The following two tables (Figures 2-22 and 2-23) describe the meanings of Class code and subcode when TC0 = 5:
TC0 = 6: The domain attempted an invocation in which the domains involved in the invocation have nodes which overlap in certain unsupported ways.
In this discussion, "returnee" refers to that domain designated by the resume key provided as the fourth key parameter of the CALL invocation. The instruction execution is nullified.
Design note: This trap code can be prevented by restricting the domain tool key to programs that will not allow overlapping domains to be built.
TC0 = 7: A gate key to the domain was invoked with a string argument, but some required portion of the parameter string was at an address for which the addressing segment provided a read-only page or no page. The invoked domain's instruction execution is suppressed.

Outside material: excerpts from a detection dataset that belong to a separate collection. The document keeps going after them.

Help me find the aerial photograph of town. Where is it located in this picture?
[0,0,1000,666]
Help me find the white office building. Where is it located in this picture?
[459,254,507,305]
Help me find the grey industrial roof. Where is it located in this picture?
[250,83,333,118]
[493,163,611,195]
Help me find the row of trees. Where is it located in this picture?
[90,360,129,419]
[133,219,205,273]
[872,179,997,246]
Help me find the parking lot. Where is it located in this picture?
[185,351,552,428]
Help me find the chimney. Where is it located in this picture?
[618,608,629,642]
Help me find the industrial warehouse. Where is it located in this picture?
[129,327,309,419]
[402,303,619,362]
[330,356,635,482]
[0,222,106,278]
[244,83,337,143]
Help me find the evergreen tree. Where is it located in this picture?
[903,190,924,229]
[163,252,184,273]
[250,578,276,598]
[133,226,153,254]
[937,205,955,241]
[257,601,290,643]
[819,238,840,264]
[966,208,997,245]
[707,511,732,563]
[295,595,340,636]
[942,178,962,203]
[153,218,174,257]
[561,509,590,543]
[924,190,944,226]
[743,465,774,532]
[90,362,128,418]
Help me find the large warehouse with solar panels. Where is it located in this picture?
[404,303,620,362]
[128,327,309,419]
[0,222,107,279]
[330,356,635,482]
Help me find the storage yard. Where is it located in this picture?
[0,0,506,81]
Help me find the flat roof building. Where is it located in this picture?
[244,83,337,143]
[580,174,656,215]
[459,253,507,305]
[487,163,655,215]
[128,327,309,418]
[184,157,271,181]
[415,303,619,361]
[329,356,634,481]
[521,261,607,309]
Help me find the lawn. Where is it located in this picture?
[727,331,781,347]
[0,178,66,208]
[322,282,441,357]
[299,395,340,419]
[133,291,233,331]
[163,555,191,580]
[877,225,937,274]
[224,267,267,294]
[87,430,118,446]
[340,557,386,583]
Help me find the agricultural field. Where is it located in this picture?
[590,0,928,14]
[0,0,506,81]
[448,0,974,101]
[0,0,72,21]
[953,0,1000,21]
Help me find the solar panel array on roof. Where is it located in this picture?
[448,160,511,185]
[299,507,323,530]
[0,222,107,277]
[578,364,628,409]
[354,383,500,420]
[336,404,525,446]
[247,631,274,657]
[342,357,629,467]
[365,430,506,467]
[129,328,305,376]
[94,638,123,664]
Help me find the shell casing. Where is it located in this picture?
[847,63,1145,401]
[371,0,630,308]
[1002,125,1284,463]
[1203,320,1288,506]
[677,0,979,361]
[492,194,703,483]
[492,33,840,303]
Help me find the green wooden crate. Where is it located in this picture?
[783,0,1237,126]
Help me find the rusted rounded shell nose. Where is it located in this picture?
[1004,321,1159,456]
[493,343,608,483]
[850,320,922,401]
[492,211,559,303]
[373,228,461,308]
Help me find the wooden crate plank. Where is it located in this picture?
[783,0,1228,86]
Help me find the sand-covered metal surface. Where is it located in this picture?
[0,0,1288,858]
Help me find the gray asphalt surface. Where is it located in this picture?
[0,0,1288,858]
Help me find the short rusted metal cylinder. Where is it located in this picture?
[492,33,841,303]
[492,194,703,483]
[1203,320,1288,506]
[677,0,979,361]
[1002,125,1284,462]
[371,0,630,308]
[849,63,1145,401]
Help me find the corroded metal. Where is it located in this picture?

"Error code" is the error code as summarized in Figure 2-11, "Error Code Summary". "Offending address" is the address that was applied to the domain's addressing segment key.
Programming Note: Between setting the trap code and invoking the domain keeper key, other programs may run.
Programming Note: If the action was an invocation and the fault did not involve the invoking domain, the state of the invoking domain at the conclusion of the invocation will be as if there had been no fault.
Design Note: Normally the setting of the trap code by the kernel replaces DK(0). This is not always the case. Since a domain can take no action other than to trap when the trap code is not zero, these situations occur only when one action causes two trap codes to be produced, or when a trap code is produced when the domain's process-running bit is FALSE. This situation can occur when an invocation is made to a domain with an invalid parameter page key and an entry block that rejects the parameter word. It is implementation dependent which trap code will be stored in these cases.